Amy Marcy
Beach
Amy Marcy Cheney was born in Henniker, New Hampshire on September 5, 1867. She began composing music at age four and performing publicly at age seven. Because her parents could not afford to send her abroad, she received further musical training in Boston. At the age of thirteen, she accompanied her piano teacher, to the home of poet Henry Wadsworth Longfellow. Shortly thereafter, Miss Cheney put the words of Longfellow's poem, "The Rainy Day," to music. It was her first published song. In 1883, at age sixteen, she made her professional debut as a pianist. Afterwards, she became a soloist with the Boston Symphony Orchestra.

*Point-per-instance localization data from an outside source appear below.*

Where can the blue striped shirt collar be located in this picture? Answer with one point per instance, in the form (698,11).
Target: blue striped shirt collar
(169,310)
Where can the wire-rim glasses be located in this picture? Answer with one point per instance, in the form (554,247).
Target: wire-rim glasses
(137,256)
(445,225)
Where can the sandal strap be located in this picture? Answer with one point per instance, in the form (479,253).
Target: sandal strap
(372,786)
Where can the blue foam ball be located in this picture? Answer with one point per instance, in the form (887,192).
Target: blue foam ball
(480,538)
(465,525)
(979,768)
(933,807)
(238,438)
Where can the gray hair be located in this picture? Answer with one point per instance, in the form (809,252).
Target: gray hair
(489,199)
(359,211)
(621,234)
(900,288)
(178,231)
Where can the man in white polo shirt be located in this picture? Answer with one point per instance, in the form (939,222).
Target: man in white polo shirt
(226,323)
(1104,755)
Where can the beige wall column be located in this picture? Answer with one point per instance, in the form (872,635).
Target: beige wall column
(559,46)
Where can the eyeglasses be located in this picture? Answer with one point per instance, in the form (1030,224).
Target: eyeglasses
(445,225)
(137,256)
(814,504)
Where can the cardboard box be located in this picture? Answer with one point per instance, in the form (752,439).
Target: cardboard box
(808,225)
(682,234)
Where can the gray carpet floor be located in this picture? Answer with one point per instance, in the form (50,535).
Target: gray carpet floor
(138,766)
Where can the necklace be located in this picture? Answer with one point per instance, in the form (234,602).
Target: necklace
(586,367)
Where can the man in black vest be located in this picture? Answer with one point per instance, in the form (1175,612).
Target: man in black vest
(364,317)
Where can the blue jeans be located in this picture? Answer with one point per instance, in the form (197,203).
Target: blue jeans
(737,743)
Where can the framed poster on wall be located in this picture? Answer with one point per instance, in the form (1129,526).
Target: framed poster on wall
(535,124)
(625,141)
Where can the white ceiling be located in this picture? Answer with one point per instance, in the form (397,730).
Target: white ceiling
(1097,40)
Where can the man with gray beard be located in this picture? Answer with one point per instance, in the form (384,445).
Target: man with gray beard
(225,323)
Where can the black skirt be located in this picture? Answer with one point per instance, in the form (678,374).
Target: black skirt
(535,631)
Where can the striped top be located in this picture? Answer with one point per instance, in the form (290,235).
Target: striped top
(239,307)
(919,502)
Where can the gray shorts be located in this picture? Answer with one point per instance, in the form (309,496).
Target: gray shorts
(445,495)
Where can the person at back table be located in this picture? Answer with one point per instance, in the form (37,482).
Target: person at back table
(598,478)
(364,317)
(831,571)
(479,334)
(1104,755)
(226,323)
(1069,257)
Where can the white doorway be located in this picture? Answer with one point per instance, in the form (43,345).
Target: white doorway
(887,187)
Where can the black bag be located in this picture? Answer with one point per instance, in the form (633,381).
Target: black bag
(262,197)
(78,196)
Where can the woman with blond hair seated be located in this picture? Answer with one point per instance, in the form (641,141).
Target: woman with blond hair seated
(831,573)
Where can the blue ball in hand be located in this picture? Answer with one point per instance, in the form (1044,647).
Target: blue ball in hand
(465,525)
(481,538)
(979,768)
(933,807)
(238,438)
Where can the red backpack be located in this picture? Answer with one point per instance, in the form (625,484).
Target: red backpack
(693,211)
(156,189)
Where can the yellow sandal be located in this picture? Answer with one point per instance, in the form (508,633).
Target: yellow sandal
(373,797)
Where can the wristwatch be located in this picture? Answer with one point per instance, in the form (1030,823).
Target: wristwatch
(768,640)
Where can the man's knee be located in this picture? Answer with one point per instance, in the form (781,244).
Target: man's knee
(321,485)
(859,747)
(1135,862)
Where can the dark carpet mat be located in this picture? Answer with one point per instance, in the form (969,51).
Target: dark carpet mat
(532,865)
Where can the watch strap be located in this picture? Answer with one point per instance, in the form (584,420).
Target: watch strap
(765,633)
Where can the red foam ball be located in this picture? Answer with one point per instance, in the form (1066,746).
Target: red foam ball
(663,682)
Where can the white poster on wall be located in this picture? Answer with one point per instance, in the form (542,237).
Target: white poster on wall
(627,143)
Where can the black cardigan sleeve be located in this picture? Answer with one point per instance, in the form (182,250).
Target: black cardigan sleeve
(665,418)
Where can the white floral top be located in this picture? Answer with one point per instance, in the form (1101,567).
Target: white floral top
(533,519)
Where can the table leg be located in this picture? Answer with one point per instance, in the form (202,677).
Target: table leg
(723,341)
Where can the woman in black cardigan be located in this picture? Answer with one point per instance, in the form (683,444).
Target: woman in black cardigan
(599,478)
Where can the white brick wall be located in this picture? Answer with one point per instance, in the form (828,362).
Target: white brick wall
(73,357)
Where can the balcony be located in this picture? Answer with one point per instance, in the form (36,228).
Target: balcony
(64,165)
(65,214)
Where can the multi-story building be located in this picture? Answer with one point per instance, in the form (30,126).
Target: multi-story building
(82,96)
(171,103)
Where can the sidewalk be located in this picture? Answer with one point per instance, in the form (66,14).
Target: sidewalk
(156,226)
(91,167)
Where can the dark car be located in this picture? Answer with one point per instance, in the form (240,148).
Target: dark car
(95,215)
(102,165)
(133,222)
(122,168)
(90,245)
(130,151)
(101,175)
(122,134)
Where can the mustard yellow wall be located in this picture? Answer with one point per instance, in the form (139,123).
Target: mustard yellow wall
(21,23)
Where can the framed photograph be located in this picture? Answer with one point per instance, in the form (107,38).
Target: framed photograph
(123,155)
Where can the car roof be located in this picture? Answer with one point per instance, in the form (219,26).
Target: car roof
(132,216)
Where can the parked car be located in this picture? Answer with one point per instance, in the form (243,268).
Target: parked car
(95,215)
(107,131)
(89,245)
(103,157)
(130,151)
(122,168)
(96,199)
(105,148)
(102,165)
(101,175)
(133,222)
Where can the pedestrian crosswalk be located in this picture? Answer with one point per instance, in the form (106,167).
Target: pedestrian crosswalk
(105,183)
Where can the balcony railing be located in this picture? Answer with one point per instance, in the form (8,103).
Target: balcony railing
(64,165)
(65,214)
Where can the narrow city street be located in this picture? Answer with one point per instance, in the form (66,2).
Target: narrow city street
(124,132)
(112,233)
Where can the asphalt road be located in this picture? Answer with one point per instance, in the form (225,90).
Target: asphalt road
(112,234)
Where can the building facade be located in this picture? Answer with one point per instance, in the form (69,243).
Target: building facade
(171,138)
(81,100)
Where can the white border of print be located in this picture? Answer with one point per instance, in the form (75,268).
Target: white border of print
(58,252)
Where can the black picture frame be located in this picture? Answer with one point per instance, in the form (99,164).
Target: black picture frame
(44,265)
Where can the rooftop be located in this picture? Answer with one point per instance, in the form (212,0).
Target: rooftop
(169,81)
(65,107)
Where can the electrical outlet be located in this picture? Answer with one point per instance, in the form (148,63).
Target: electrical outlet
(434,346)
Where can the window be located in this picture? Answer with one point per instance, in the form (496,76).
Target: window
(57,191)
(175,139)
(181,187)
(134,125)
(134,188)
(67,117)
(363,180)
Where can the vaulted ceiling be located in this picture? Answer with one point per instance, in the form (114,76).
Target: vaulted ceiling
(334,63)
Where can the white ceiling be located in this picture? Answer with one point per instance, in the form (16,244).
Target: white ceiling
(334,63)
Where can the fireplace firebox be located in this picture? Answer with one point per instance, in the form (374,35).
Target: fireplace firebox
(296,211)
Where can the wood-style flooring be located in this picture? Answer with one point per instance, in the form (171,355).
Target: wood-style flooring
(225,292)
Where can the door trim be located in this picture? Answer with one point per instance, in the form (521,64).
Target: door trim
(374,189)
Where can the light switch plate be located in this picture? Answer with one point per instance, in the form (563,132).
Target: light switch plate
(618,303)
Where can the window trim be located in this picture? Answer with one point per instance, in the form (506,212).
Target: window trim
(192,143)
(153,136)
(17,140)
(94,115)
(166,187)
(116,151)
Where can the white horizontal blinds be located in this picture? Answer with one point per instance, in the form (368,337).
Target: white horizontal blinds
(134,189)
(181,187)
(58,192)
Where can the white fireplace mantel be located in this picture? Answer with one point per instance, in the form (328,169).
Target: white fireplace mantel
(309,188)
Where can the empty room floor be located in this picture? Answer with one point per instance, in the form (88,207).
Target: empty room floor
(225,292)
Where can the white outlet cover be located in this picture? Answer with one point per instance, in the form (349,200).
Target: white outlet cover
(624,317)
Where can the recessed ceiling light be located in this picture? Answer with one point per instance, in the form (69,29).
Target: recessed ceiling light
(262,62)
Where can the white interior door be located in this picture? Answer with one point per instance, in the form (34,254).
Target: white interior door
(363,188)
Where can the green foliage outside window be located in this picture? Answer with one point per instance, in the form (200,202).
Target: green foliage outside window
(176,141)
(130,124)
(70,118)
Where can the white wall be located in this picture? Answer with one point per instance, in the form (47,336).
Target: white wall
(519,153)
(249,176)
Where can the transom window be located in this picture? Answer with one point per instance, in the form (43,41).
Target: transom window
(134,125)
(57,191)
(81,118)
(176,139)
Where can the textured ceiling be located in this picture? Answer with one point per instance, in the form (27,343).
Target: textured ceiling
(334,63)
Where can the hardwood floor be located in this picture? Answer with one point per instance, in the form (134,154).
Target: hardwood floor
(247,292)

In 1885, the eighteen year-old pianist married Dr. Henry Harris Aubrey Beach. She changed her professional name to Mrs. H. H. A. Beach and, at the request of her husband, she shifted emphasis from performance to composition. Beach devoted the majority of her time and efforts to writing music. Most of Mrs. Beach's compositions were published. Many were performed by leading artists and ensembles. In 1892, the Boston Handel and Hayden Society premiered her first major work, the Grand Mass, Opus 5. The subsequent acclaim her work received established her as a composer and led to her first commissions. The 1896 Boston Symphony performance of her Gaelic Symphony in E Minor, Op. 32 which helped confirmed Mrs. Beach as one of the country's leading composers. Throughout her life, Beach wrote more than 150 numbered works ranging from chamber and orchestral works to church music and songs. Following Dr. Beach's death in 1910, Mrs. Beach went on a three-year tour of Europe. She resumed her career as a performer and changed her professional name to Amy Beach. For the next thirty years she continued to compose and perform. She died of heart failure on December 27, 1944 at the age of 77.